そのときの山上さんの言葉は非常に印象的である。
「世界的な新型コロナ感染拡大は、人が世界中で繋がっているということ。人類の一人としての意識を地球的規模で共有させたのでは。天安門事件から31年、香港の「自由」の危機に涙が溢れます。アメリカでは黒人の死によるデモが止まりません。人間の自由のために歌う。今を生きている喜びと悲しみ、怒りを歌う。芸術を、シャンソンを愛するすべての人に1杯の水を届けたいと思います。」
コロナが世界中の人々が繋がりを確認させた、という文章には、ふたつの意味がある。
ひとつめは、現代の国境を超えたグローバル社会ゆえにウイルスが蔓延したこと、もうひとつは、コロナへの不安や悲しみを世界中の人々が共有したということだ。

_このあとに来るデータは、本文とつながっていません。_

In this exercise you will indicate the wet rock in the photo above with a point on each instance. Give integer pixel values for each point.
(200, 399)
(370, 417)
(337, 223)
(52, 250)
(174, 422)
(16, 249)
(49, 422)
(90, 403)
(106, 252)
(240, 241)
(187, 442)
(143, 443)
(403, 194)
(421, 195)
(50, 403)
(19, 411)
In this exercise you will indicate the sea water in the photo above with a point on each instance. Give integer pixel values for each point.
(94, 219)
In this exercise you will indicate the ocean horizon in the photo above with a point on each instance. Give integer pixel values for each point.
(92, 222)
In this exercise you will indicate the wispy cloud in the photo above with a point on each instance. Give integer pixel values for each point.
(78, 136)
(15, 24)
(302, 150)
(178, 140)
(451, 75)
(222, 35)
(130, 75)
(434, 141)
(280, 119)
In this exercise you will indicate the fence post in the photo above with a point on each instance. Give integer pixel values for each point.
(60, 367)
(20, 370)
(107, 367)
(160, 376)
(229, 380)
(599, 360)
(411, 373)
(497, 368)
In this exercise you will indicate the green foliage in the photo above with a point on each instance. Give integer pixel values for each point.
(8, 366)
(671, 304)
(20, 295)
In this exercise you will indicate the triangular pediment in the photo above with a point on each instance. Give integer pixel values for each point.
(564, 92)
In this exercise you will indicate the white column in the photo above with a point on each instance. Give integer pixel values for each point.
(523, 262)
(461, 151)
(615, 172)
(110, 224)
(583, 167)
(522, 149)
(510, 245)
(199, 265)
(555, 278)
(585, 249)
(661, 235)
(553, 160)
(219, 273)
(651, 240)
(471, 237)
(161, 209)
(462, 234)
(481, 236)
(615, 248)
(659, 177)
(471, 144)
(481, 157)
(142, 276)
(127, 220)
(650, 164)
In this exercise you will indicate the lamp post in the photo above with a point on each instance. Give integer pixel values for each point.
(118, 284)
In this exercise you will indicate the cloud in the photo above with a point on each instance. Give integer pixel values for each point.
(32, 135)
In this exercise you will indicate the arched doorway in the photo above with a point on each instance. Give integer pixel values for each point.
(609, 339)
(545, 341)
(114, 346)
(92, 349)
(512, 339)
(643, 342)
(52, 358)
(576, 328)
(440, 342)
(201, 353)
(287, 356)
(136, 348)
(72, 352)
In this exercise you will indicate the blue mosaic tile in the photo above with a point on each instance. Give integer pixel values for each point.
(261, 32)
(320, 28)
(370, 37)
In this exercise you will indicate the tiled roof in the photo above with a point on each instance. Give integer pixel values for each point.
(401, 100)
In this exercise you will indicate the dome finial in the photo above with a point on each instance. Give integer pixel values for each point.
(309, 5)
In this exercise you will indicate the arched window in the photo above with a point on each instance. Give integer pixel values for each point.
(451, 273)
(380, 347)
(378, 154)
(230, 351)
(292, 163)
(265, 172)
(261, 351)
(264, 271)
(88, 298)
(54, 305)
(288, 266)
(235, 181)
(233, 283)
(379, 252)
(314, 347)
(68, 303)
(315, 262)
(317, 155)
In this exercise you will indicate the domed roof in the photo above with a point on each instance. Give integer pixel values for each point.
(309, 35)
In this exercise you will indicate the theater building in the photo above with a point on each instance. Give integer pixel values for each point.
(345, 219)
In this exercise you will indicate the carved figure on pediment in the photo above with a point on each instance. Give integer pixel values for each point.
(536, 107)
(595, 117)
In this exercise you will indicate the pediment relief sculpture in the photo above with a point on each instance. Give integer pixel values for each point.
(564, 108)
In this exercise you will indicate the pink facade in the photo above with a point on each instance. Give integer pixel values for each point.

さらに山上さんは、香港の反政府抗争、黒人差別の当事者たちに心を寄せる。それは、国、民族、言語は異なれど、人間は感情を共感することによって繋がりあえるという信念である。
そして山上さんにとって、その役目を果たすのが舞台芸術であった。緊急事態宣言にともなう外出禁止、「エンターテイメントは不要不急」などの人々の分断が進んだ時期に、世界中の繋がりを訴えた氏に、私は感服する。
山上さんが、その信念に至ったのは、舞台照明家として、地に足をつけて活躍していたからだろう。世界中の地面に足を踏みしめて仕事をなさっていたゆえに、地球上の境界を超えた繋がりを発見したに違いない。
遠方より常々若輩の私を気にかけてくださった山上さんは、まさに「あしながおじさん」だ。
物語とは異なり、ついぞお会いすることが叶わなかったことは、私にとって大きな後悔である。